One can prefix ~ when * or ? is found. The ~ tells the countif we want the literal string and not the wildcard:

=COUNTIF($A$1:$A$10,SUBSTITUTE(SUBSTITUTE($A1,"*","~*"),"?","~?"))>1

enter image description here


The COUNTIF function accepts wildcards, so when the cell contains ? it does a wildcard search.

If the problem is only with the question mark, you could test for it:

=IF(a1="?", false, countif(a1:a10, a1)>1) 

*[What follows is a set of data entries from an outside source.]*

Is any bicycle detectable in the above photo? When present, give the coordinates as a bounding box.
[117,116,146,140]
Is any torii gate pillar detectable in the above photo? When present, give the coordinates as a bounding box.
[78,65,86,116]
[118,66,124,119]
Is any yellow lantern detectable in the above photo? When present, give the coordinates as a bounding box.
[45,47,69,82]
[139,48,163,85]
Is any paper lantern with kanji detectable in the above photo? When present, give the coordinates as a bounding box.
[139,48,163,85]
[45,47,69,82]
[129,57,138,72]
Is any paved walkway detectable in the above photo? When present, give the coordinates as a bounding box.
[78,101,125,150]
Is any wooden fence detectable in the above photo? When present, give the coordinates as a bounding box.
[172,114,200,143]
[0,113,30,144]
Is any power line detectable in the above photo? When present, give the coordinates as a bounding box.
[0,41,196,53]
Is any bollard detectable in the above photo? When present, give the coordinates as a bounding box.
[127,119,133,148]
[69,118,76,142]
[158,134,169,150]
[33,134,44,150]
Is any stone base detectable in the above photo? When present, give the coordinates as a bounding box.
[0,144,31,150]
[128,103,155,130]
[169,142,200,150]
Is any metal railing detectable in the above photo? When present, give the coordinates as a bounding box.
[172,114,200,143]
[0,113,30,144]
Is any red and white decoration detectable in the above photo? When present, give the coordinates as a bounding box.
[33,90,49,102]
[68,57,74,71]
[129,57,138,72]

First, you need to lock your range references in conditional formatting formulas. Using the formula exactly as you have it means the conditional formatting won't work the way you expect. For cell A1, it'll look at the range A1:A10 but, for cell A10, it'll look at the range A10:A19. Your original formula should have at least set the row numbers as absolute instead of relative values: =countif(a$1:a$10, a1)>1.

Fail


Regardless, you need to change the formula. COUNTIF() accepts wildcards. ? means a single character and * means any number of characters. When the cell value is the literal string ?, it counts the cells in the range that contain a single characters. Instead, try this:

=AND(A1<>"",SUM(--EXACT(A1,A$1:A$10))>1)

EXACT() checks if two inputs are an exact match and returns either TRUE or FALSE. Adding the -- in the front is a quick way of converting TRUE to 1 and FALSE to 0 because it's "negative negative". You could also use 1* instead of --. You just need some math operation. The whole function, then, counts all the exact matches within the range. Since it doesn't use wildcards like COUNTIF(), the liter string ? is just treated like a literal string. Adding the A1<>"" requirement lets it ignore blank cells.